FBI to assist Bangladesh with probe into central bank heist

21 Mar, 2016

The FBI has agreed to help Bangladesh investigate an audacious $81 million theft from the nation's foreign reserves, authorities said Sunday, days after the finance minister accused central bank officials of complicity in the heist.
A FBI official in Dhaka met with representatives from Bangladesh's Criminal Investigation Department and offered to assist with the investigation into the spectacular cross-country theft.
"Both the FBI and the CID have agreed to work together since it's a transnational organised crime and transnational criminal networks are involved," Md. Saiful Alam, deputy inspector general of CID, told AFP.

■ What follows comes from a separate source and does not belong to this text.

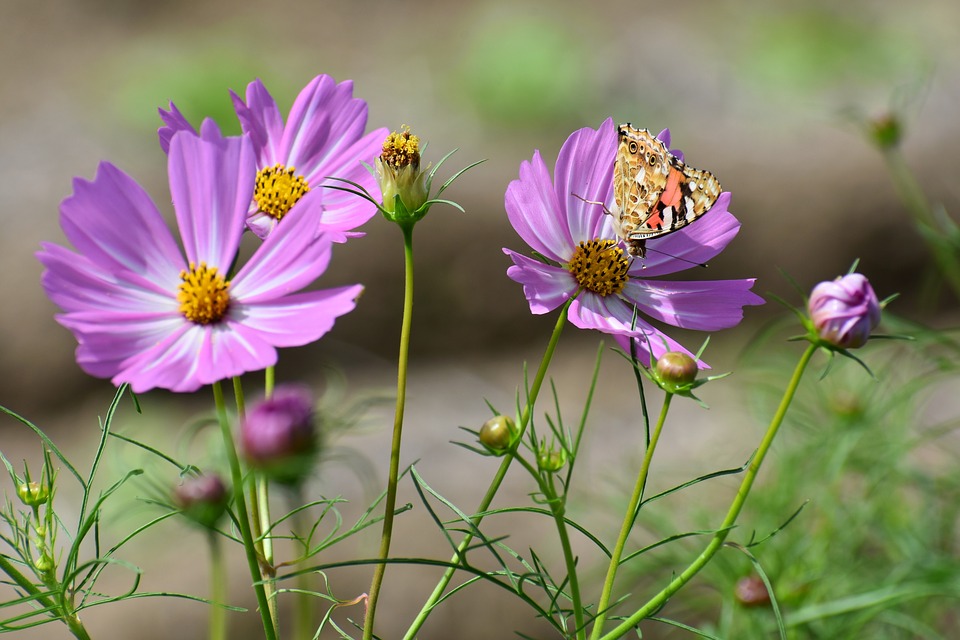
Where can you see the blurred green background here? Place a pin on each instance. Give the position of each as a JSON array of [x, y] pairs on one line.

There was no immediate comment from the FBI. Hackers stole the money from the Bangladesh Bank's account with the Federal Reserve Bank of New York on February 5 and managed to transfer it electronically to accounts in the Philippines.
The audacious cyber-theft has embarrassed the government, triggered outrage in the impoverished country and raised alarm over the security of the Bangladesh's foreign exchange reserves of over $27 billion.
The central bank governor, his two deputies and the country's top banking bureaucrat lost their jobs following the theft and the government has been scrambling to contain the damage from the spiralling scandal.
Police said Bangladeshi investigators were planning to travel to the Philippines, Sri Lanka and the Federal Reserve Bank of New York as part of the transnational probe into the heist. However, investigators say local hackers were likely involved in the theft.
"We suspect some local people are involved in the crime. The names of local development projects were used in the payment advices sent to the Federal Reserve Bank," Alam said. "This has raised our suspicion that there could be some local links."
In a damning interview published on Friday, the country's Finance Minister A.M.A Muhith told the Bengali-language daily Prothom Alo that Bangladesh Bank officials were "100 percent" involved in the scandal.
"Of course! One hundred percent they are (involved). This cannot be possible without complicity of the locals," the newspaper, which has the highest circulation of any in Bangladesh, quoted Muhith as saying.
Muhith said the New York bank requires hand prints and other biometric information from central bank officials to activate transactions, appearing to suggest the hackers could not have carried out the attack without inside help.